Who knows where we land here?

All we’d say for now is that we have a good idea where markets will re-price if and when a Phase 1 deal get done and depending on whether it include some tariff roll-backs, but what happens between now and then is frankly anyone’s guess.

On to monetary policy

Minutes of the October FOMC Minutes just released show that most members thought that policy would be ‘well calibrated’ following their decision to cut rates by 25bps, though there is a comment that ‘some who voted for a cut said that it was a close call’. This tends to corroborate the market’s interpretation of the October 30th FOMC decision and surrounding Fed narrative of this being a ‘hawkish cut’.  US interest rate markets and the USD are little changed out of the Minutes. Move on.

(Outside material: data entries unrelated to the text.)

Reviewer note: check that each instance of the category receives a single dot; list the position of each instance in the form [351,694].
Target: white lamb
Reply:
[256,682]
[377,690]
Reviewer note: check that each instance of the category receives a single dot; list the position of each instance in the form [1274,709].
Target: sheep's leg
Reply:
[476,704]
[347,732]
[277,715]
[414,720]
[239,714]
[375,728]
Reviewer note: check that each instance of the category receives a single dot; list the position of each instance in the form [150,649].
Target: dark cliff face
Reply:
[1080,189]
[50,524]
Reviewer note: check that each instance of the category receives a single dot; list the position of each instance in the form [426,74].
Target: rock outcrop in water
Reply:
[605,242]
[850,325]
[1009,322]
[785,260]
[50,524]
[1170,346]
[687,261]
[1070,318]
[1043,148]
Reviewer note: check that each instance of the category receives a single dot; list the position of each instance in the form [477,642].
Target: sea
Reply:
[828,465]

It’s been a light data calendar so far this week

The main data point of note overnight was Canada’s CPI, which printed in line with expectations at an unchanged 1.9%. This is close to the mid-point of the Bank of Canada’s 1-3% CPI target range, so suggest that the bar to the BoC acting on its new found easing bias is still quite high, especially as – and as the BoC noted last week – wages growth are currently running above 4% a year.

Though CAD took a hit on Tuesday on some dovish BoC comment and news of labour strikes in the rail sector, latest weakness in CAD should be seen purely though the prism of the hit to all commodity/growth sensitive currencies on US-China trade deal doubts, down 0.4% in the last 24 hour, versus losses of 0.3% for NZD and 0.5% for AUD (so AUD sill just shading it as he most sensitive of this triumvirate to negative trade headline). Thus AUD/NZD has broken below 1.06 for the first time since late August.

GBP was little moved following yesterday’s Johnson-Corbyn TV debate, which a post-debate YouGov poll scored 51-49 to Johnson. A weaker AUD/GBP this morning is therefore purely a function of a lower AUD.

Coming into the last hour of NYSE trading

US equity indices are showing losses of ±0.5% with the energy sector the best performing, +1.1% thanks to a near $2 bounce back in WTI crude.  This is on a reported 2.3mn barrel draw on crude stocks at Cushing, Oklahoma and also the weekly EIA inventory stats. showing a smaller 1.4mn barrel rise than the earlier reported, and less reliable, API stats showing a 6mn barrel inventory build.

US Treasury yields are currently about 5bps lower at 10 years and 3bp lower for 2s, after European benchmark yields earlier finished mostly less than 1bp down on the day.

Coming up

Nothing of note during our time zone

Offshore, we get EZ consumer confidence, ECB minutes, Bundesbank financial stability and the OECD Europe outlook. The US has the Philly Fed survey and weekly jobless claims.